トヨタ自動車、神奈川県などの水素供給網の構築に向けた実証事業に導入された燃料電池フォークリフト(右)と水素輸送車=12日、横浜市(宇野貴文撮影) トヨタ自動車、神奈川県などの水素供給網の構築に向けた実証事業に導入された燃料電池フォークリフト(右)と水素輸送車=12日、横浜市(宇野貴文撮影)

 トヨタ自動車や神奈川県などは12日、二酸化炭素(CO2)など温室効果ガスの排出が極めて少ない水素の供給網構築に向けた実証事業を13日から本格化すると発表した。風力発電で得た電力から水素を製造し、工場や物流拠点で使われる燃料電池フォークリフトに供給する。通常の電動フォークリフトに比べ80%以上のCO2を削減できると試算しており、コスト削減効果なども検証する。

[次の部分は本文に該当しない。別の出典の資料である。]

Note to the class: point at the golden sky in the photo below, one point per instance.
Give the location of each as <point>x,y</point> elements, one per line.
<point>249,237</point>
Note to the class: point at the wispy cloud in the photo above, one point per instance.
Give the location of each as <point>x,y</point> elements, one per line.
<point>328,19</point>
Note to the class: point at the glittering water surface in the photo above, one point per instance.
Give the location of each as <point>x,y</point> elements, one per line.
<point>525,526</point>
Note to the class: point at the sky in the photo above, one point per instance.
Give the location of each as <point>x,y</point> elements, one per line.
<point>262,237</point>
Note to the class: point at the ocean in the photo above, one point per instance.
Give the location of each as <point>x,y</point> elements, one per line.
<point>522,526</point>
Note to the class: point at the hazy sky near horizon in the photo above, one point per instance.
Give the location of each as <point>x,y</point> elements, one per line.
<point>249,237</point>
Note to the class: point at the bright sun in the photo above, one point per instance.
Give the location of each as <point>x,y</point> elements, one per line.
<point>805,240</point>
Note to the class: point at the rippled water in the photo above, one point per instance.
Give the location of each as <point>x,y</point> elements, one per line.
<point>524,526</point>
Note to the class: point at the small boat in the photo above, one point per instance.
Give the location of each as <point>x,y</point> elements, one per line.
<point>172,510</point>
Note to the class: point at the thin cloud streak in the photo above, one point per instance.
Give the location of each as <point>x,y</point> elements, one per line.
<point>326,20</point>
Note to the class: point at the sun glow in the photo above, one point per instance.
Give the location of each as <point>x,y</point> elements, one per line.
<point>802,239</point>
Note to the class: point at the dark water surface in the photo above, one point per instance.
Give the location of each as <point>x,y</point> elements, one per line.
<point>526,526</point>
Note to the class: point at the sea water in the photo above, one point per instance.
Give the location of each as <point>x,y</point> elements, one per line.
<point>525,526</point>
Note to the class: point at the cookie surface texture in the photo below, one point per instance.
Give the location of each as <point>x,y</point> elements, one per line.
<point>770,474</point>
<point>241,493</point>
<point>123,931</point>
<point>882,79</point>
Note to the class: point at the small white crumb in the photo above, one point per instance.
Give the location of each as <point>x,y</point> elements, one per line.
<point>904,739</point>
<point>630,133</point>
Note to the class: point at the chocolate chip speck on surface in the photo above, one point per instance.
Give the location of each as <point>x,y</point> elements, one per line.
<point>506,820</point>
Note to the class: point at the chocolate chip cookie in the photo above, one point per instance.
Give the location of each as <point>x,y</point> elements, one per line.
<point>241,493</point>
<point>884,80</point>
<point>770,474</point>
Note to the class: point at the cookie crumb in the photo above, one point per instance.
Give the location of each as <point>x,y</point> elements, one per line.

 燃料電池車(FCV)や水素ステーションの普及に壁が立ちはだかる中、供給網構築で「水素社会」の実現につなげたい考えだ。

 今回の実証は環境省の委託事業で、トヨタ▽神奈川県▽横浜市▽川崎市▽東芝▽岩谷産業-などが協力して実施。昨年11月から試験的に行われ、このほど必要な設備がそろった。燃料電池フォークリフトや大型蓄電池をトヨタが、水素の製造プラントは東芝が提供。岩谷産業は水素の貯蔵タンクや輸送車などを提供する。

 フォークリフトは必要な水素を約3分で充填(じゅうてん)できる。12日にはキリンビール横浜工場(横浜市)で、ビール瓶のケースをトラックに積み込む様子が報道陣に公開された。